Sé que no vienes sola: traes contigo madrugadas infinitas, dolores musculares, dudas en mitad de la noche y un volumen de kilómetros que me ha obligado a renegociar con mi propia mente.
No te busco para batir un récord de velocidad, te busco para descubrir de qué estoy hecho.
Me advierten que pondrás a prueba cada fibra de mi cuerpo, que habrá momentos de crisis donde querré arrojar la toalla y que el sol, el frío o el cansancio intentarán quebrar mi voluntad.

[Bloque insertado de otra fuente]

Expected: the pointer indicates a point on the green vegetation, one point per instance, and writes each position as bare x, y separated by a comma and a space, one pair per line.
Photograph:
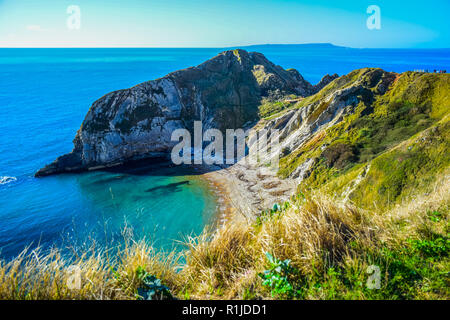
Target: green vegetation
402, 132
390, 158
270, 108
309, 248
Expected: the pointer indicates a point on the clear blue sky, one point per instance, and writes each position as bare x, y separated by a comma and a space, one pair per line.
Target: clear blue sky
213, 23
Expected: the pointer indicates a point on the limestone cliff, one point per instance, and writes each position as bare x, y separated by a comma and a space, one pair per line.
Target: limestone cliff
223, 92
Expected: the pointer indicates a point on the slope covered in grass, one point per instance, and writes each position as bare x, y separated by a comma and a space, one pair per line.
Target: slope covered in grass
400, 136
309, 248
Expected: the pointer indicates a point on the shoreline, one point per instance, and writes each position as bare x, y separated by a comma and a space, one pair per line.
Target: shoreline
244, 191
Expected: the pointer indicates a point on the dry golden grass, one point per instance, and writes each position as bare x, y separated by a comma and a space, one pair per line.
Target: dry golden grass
315, 233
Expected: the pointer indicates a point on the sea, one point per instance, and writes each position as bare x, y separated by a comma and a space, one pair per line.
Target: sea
44, 96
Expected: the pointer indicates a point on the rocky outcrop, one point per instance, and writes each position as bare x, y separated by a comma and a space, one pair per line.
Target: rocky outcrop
223, 92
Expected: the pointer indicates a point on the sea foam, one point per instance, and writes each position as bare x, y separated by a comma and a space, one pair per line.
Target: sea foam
7, 179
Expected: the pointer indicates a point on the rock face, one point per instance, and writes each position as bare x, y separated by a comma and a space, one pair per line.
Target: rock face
223, 92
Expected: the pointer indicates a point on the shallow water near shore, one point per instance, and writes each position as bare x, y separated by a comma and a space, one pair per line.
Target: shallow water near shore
44, 96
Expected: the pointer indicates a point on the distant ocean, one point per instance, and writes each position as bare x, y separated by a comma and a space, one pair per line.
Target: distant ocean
44, 96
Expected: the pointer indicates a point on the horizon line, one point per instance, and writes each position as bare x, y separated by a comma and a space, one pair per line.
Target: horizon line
223, 47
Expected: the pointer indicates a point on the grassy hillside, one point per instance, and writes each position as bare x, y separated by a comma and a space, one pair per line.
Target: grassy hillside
309, 248
390, 157
390, 148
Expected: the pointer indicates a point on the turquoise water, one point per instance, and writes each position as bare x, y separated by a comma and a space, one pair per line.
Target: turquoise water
44, 96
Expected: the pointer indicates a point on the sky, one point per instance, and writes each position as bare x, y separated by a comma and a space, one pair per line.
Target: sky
213, 23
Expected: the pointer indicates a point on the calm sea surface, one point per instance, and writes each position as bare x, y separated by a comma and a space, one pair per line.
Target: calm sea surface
44, 96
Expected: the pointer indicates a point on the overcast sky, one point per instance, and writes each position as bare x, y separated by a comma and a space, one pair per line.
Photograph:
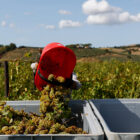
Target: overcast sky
100, 22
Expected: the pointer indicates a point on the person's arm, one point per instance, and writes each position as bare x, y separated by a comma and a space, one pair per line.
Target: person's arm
34, 66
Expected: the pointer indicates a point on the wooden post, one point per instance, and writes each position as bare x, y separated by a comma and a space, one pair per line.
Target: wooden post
6, 78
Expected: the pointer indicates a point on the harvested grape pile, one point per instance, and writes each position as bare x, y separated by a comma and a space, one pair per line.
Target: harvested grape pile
54, 119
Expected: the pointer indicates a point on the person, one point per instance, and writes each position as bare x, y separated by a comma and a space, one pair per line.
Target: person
58, 60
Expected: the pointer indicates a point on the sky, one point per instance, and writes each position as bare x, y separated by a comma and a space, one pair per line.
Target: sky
103, 23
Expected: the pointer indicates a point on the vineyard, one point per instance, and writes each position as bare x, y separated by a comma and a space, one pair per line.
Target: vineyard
102, 79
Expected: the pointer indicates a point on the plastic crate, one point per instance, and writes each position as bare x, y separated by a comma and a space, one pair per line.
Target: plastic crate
83, 111
120, 118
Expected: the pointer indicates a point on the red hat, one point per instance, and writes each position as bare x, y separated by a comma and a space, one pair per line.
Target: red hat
55, 59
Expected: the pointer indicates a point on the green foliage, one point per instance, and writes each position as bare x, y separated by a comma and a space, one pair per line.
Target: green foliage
21, 81
108, 79
1, 82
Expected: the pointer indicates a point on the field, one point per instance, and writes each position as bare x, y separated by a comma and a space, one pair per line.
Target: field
100, 79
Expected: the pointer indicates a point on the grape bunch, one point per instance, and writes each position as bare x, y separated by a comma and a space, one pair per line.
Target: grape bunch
53, 119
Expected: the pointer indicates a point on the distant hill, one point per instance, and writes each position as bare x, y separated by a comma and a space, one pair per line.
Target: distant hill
131, 52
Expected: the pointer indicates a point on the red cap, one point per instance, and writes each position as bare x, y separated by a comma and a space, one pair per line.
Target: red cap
55, 59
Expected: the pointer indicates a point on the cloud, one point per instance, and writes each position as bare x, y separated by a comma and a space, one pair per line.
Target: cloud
50, 27
64, 12
3, 23
95, 7
69, 23
27, 13
100, 12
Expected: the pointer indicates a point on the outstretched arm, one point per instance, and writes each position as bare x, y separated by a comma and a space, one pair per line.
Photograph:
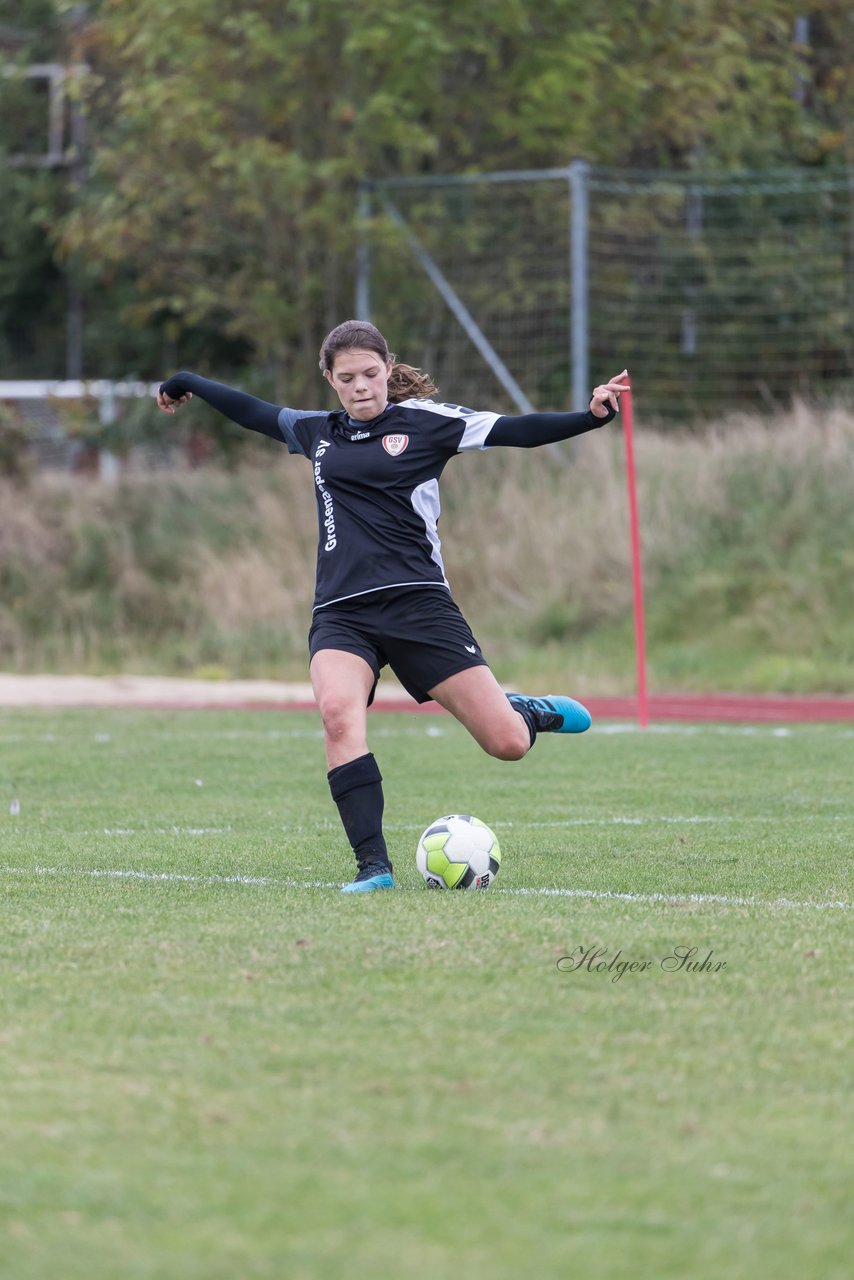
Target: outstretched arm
245, 410
531, 429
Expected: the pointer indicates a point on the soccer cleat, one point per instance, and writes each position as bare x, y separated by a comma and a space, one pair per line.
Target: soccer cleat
555, 713
369, 878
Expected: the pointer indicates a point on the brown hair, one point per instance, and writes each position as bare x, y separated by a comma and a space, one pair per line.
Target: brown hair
403, 382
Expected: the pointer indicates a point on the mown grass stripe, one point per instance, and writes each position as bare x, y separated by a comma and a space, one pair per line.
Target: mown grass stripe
273, 882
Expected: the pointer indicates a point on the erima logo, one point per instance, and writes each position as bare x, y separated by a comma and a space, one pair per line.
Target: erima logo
394, 444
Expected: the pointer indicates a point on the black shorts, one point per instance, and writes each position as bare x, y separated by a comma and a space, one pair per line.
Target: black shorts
419, 632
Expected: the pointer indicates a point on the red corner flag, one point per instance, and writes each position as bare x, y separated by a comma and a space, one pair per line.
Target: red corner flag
636, 575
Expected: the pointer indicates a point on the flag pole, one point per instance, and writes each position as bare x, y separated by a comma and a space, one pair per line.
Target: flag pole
636, 574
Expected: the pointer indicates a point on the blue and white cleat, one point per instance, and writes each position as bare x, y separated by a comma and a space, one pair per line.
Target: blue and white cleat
369, 878
553, 713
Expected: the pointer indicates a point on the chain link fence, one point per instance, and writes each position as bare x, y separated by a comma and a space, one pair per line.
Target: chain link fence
716, 291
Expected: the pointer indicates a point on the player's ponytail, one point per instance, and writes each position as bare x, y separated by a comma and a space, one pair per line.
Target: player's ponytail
407, 383
403, 382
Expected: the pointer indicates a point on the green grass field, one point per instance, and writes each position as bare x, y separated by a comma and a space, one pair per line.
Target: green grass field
214, 1065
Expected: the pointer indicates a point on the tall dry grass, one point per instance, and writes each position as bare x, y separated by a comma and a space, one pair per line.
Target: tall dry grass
748, 539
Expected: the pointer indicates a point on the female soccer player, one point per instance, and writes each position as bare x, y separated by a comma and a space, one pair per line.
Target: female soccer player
380, 592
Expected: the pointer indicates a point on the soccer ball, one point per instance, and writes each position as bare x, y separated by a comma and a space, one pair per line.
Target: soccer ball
459, 853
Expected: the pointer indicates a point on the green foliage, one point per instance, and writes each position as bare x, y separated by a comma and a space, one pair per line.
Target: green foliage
225, 145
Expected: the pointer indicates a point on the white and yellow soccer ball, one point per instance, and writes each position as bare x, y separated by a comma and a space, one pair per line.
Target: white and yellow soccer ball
459, 851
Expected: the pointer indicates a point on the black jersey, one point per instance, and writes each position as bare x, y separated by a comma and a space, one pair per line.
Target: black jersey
377, 487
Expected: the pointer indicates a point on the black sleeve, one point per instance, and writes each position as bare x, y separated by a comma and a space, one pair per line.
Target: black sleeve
531, 429
242, 408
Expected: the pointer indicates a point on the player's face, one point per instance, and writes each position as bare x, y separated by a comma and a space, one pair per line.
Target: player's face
360, 378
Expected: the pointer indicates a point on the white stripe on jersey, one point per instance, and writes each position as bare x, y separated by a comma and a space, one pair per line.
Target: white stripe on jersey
478, 424
425, 503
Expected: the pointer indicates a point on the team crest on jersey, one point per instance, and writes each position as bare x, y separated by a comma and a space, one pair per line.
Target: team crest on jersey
394, 444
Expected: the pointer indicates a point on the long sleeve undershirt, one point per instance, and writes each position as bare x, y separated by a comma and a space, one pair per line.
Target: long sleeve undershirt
524, 432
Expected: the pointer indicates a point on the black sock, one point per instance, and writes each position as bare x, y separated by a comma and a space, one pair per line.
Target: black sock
357, 790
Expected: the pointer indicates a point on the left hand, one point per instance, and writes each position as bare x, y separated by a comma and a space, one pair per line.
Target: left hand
608, 394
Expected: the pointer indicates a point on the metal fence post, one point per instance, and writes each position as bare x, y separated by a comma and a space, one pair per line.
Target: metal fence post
362, 255
579, 174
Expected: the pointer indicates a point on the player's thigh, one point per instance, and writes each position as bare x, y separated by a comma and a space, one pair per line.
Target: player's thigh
342, 686
479, 703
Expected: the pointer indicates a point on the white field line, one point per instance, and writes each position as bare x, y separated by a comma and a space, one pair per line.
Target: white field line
668, 819
270, 882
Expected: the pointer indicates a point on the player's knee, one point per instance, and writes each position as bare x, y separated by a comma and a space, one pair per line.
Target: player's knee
337, 716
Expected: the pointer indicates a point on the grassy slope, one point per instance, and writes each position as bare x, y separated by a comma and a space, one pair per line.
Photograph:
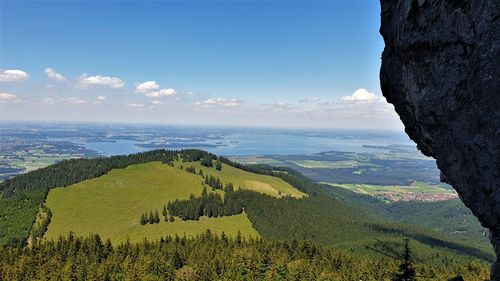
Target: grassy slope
111, 205
260, 183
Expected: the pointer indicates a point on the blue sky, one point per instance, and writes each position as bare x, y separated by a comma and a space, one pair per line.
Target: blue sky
277, 63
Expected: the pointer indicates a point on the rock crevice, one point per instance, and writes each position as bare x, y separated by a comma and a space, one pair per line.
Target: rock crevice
441, 71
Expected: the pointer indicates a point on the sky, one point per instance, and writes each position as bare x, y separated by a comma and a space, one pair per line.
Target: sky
310, 64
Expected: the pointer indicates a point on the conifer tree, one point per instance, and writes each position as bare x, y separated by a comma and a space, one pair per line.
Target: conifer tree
143, 219
151, 218
156, 217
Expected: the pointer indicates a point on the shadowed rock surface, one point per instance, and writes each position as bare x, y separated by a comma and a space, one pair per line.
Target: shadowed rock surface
441, 71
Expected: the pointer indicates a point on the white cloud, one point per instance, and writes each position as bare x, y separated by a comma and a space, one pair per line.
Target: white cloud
309, 100
219, 102
360, 95
147, 86
98, 80
7, 96
136, 105
48, 101
161, 93
74, 100
11, 75
52, 74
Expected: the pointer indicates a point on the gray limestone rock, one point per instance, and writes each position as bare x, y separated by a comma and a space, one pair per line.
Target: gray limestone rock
441, 71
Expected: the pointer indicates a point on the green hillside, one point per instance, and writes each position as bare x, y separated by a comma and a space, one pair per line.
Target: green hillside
111, 205
265, 184
108, 196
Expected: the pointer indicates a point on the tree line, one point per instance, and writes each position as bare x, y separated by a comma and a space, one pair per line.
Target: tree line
207, 256
23, 195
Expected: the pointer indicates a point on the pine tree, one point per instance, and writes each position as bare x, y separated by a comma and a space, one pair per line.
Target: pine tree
156, 217
218, 165
151, 218
143, 219
164, 212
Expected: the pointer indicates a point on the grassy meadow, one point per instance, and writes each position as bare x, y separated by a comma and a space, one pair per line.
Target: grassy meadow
111, 205
273, 186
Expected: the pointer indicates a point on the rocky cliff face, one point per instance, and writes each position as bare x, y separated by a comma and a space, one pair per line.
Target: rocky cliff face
441, 71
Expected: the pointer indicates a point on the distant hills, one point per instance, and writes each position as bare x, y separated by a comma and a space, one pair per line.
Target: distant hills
190, 191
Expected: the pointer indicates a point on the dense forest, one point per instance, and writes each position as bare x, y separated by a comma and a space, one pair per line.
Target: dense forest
207, 257
325, 218
22, 196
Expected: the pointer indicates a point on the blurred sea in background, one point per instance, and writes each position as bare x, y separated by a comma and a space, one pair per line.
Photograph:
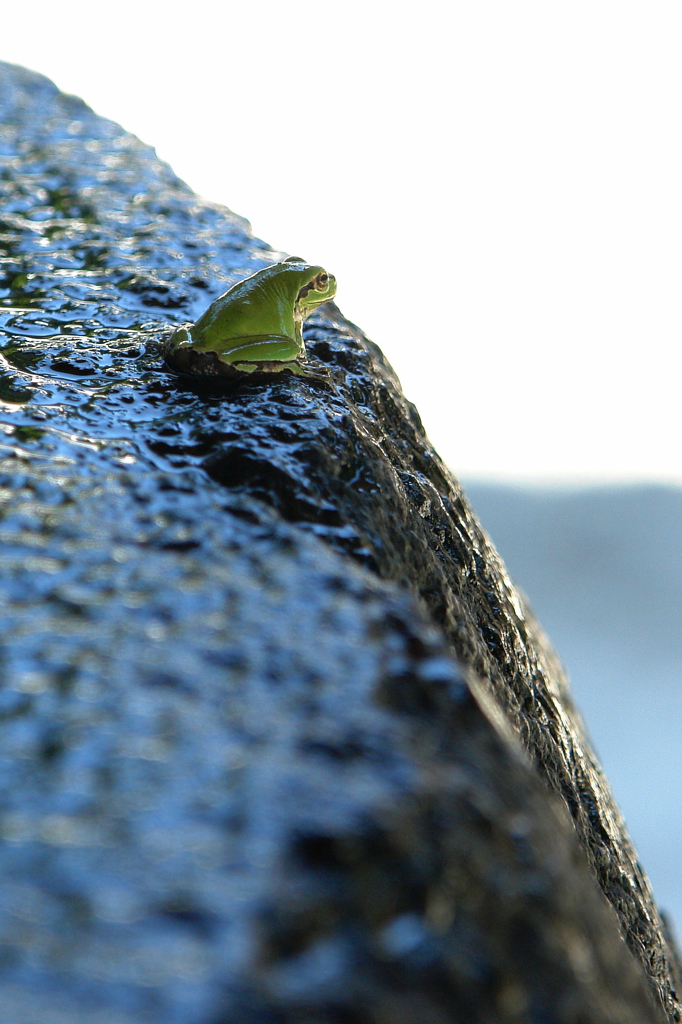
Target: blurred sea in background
602, 568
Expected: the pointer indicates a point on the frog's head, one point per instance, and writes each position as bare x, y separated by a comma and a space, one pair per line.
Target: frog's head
315, 288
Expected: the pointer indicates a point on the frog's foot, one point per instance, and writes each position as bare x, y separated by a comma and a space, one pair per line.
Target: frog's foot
186, 360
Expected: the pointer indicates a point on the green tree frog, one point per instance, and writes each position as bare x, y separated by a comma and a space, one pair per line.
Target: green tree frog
255, 326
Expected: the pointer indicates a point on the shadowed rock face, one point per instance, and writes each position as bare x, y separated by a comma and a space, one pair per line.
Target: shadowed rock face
244, 777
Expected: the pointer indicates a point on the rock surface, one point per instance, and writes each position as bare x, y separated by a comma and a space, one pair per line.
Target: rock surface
244, 778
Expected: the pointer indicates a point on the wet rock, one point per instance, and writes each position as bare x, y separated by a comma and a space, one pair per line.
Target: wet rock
246, 776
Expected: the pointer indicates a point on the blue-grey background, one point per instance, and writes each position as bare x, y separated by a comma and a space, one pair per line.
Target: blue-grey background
602, 568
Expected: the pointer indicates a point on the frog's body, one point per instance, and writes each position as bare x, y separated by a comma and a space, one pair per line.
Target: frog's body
256, 325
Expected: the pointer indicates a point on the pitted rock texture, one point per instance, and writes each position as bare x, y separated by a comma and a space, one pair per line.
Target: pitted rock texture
244, 778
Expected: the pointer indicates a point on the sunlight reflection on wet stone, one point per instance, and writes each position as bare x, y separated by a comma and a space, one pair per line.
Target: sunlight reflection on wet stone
239, 759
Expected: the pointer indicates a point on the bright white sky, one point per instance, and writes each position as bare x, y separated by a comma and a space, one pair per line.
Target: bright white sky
497, 186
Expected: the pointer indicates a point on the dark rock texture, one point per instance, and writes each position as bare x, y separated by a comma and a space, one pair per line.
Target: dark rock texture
244, 778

Sin embargo, me voy a preparar. Entrenaré mi cuerpo, pero sobre todo, entrenaré mi mente para esos kilómetros en los que no habrá público, solo el sonido de mis pasos y mi respiración.
Sé que me harás sufrir, pero también confío en que me regalarás los amaneceres más épicos, una conexión brutal con la naturaleza y una línea de meta que sabrá a pura gloria.
Te enfrento con la humildad del principiante y el coraje de quien ha decidido desafiar sus propios límites.
Prometo respetarte, escuchar a mi cuerpo en cada tramo y disfrutar del viaje, porque sé que cruzar tu arco cambiará para siempre mi forma de entender el deporte y la vida.
Nos vemos en la línea de salida. Iré a muerte a por ti!!